What if a large glass shard had fallen and hit my head with its sharp point? What if? I worried that I could be on tip of losing my mind as I had watched a friend lose his grip on reality after a traumatic bike accident? I didn’t want to be the person who was consumed with anxiety of living a regular life. “That’s dangerous,” that friend said, his voice rising in desperate anxiety.
There are moments that I have felt in the past year where I think that I could stare at home all day. I’ll be fine right here in my bed. I’ll be fine just eating the same thing from my refrigerator. And yet, I would miss the thrill of life right outside.

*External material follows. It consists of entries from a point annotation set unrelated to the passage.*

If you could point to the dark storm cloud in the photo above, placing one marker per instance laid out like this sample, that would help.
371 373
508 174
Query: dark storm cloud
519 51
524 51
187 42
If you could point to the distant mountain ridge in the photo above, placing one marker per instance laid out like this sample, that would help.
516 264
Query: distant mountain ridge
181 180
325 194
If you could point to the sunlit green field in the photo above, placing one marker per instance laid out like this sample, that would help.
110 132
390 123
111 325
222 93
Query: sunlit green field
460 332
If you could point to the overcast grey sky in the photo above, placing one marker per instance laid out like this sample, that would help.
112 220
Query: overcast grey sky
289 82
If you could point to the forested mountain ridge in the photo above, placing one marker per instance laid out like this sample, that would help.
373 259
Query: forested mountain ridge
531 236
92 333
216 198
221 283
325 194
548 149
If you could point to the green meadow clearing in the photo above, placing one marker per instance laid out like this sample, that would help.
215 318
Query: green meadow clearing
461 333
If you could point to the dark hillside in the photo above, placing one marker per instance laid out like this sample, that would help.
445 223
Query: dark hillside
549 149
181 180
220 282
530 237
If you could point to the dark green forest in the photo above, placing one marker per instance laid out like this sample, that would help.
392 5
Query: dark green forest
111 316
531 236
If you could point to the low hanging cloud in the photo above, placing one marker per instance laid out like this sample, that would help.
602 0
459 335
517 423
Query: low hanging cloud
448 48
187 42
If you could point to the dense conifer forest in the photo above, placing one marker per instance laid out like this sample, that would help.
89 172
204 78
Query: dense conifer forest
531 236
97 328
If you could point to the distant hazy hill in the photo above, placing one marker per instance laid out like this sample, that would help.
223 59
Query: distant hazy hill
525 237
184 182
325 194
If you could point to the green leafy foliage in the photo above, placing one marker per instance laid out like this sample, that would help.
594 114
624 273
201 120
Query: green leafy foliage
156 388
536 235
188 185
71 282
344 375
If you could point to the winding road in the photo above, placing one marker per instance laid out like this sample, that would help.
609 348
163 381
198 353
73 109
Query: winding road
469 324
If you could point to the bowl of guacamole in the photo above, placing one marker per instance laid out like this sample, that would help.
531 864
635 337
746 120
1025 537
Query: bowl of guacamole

I live in the city not because I am an extroverted person, requiring people all the time. But I deeply enjoy the convenience. The fact that people are outside within reach. I hear the roar of cars whizzing on the street. I hear the click-clakety of heels as people walk down the street. And yes, I still love my bike as I fly down Valencia, weaving, pumping my legs. I love the walk and the discovery of new things.
Earlier that day, a friend and I was feasting on chocolate at a parklet. Somehow instantly, a glass was thrown and shattered. We turned to find the source of the noise. There was the glass, yes. But who threw it? Was it the guy who deliberately dropped it? Or did someone throw it at him? Where did it come from? Nobody was around, but it was all to strange.
This morning, I googled, “Do people die from a shower of falling glass?” hoping that the Internet would answer my question. Instead, I only found stories of people falling to their death out the windows. A lawyer fell to his death as he was showing fellow law students that the glass windows of his high office building was unbreakable. But with his extra run and force, the glass window popped out and he fell to his death. I told myself that I would never be that stupid. But then again, it’s all luck isn’t it? To have been standing under the apartment window right at that moment?
I rarely win anything drawn by the lottery. But yesterday, I was in the right place at the right time. Isn’t that the summary of life anyway?